The Spanish government intends to expand the car scrappage program until the middle of next year, some sources told Reuters.
The Spanish government, facing an election in December, plans to push the car purchase subsidy program that has a major impact in boosting auto sales in the country until the middle of next year, a source at the Industry Ministry said this week. It is not the first time when Spain renews these state subsidies, a situation which happened several times in recent years. Car deliveries have grown for the past 26 months in a row due to this incentive scheme, that also contribute to an economic revival after a long period of depreciation. The subsidy program offers consumers discounts when they want to buy a new car while turning in an old one. The scrappage scheme was last extended by the government in May with a 225-million-euro – 238 million dollars – package.
It was due to expire at the end of the year, but will be extended until July 31, 2016, using leftover funds from the May package, the ministry source said.
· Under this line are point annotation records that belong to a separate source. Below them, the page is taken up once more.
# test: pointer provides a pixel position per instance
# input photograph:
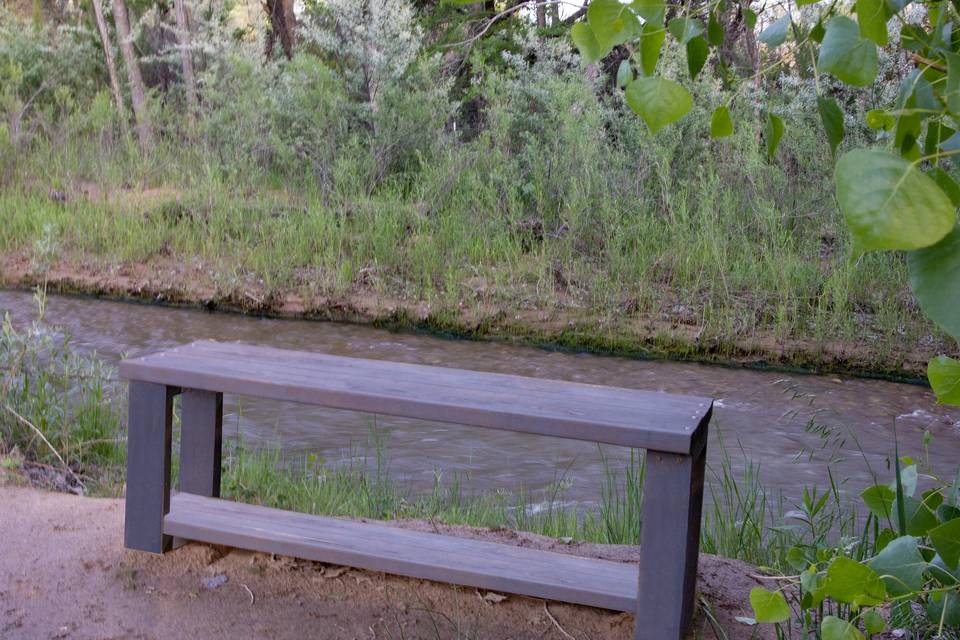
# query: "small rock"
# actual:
(214, 582)
(494, 598)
The source confirmed comments made by Industry Ministry official Begona Cristeto earlier this week and reported by the Spanish media. Even if Spain’s parliament has been dissolved ahead of the December election, cabinet ministers can still approve some measures. The car scrappage scheme is aimed to reduce the number of older vehicles on the road, improving road safety and supporting the car industry. Consumers get around 750 euros in subsidies per car from the state, in addition to similar discounts from car manufacturers as part of the scheme.